What A Good Finished Version Should Feel Like
A good result should have these properties:
- the types are easy to name and understand
- methods are short and clearly scoped
- the wallet state changes in predictable places
summaryandprint_historydo not mutate anything- deposits and withdrawals always record history consistently
If your code feels tangled, it usually means one of three things:
- the struct shape is weak
- the methods are doing too much
- mutation is happening in the wrong place
Optional Extensions
Only do these after the base version is solid.
- add an
unfreezemethod - add a
can_withdraw(&self, amount: u64) -> boolmethod - store a short text note in each
LedgerEntry - add a consuming method like
close(self) -> String
That last one is especially useful because it forces you to think about whether a method should borrow or consume the whole wallet.
Common Failure Modes
Putting too much logic in main
If most of the business rules live in main instead of impl Wallet, the build is missing the point.
The point is to let the type own its behavior.
Using field writes everywhere instead of methods
If you keep writing directly to wallet.balance or wallet.history from many places, the API is not doing enough work.

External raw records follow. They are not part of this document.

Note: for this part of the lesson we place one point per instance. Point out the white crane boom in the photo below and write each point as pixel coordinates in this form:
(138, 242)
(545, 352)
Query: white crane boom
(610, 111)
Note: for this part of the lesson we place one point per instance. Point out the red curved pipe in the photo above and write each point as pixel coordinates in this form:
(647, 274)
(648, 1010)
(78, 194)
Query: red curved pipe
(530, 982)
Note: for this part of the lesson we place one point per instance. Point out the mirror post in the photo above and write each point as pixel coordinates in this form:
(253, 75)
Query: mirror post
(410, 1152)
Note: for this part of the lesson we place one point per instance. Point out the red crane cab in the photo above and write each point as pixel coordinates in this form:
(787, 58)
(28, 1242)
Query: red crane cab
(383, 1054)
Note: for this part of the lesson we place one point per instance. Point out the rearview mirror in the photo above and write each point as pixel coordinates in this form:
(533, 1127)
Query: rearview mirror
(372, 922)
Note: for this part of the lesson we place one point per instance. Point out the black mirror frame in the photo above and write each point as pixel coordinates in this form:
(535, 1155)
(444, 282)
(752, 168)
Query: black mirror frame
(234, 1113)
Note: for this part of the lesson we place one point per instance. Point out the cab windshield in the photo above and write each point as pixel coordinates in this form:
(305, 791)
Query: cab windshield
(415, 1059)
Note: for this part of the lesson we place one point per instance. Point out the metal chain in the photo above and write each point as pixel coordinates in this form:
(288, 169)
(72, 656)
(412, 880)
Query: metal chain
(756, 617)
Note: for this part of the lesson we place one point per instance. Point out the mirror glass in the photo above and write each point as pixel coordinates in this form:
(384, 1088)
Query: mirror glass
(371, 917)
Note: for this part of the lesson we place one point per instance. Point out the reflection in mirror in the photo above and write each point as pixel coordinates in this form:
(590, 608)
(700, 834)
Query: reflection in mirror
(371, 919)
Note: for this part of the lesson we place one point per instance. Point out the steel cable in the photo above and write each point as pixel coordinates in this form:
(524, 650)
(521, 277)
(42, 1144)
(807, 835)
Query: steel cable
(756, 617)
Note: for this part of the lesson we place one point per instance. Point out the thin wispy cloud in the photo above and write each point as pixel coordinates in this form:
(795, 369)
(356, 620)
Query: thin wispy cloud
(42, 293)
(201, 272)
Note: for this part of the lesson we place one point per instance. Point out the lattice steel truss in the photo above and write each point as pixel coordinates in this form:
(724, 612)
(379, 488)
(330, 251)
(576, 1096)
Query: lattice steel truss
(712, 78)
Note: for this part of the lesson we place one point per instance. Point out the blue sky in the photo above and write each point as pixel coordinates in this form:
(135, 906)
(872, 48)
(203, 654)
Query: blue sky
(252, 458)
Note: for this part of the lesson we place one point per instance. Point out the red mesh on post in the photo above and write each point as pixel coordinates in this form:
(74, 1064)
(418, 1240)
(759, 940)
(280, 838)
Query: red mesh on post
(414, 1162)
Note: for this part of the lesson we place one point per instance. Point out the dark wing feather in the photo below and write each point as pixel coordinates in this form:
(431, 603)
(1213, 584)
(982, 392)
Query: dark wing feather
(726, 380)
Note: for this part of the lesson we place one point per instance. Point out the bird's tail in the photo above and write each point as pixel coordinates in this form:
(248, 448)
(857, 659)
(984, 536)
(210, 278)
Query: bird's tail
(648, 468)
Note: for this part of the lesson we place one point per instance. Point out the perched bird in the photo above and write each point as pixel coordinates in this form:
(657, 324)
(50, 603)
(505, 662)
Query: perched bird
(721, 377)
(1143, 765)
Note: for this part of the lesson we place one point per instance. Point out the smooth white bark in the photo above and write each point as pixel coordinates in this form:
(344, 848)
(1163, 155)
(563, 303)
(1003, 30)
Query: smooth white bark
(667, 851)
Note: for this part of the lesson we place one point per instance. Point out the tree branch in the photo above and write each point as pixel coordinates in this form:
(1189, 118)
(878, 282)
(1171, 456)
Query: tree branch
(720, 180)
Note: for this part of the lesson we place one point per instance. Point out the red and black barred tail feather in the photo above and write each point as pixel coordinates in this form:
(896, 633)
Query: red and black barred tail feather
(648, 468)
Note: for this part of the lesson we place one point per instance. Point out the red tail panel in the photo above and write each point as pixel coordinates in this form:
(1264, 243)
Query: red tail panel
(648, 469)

Let the methods own the state transitions.
Reaching for extra abstractions too early
You do not need modules, traits, generics, or multiple files yet.
This build is about fundamentals being solid, not architecture being fancy.
Summary
This build exists to prove that the first half of this section is working.
If you can build this wallet ledger cleanly, you are no longer just reading Rust syntax.
You are:
- modeling data with structs
- attaching behavior with methods
- making ownership and mutability decisions deliberately
- handling basic CLI input without losing control of the program
That is the capability you should have before moving into enums, pattern matching, and richer data handling later in the week.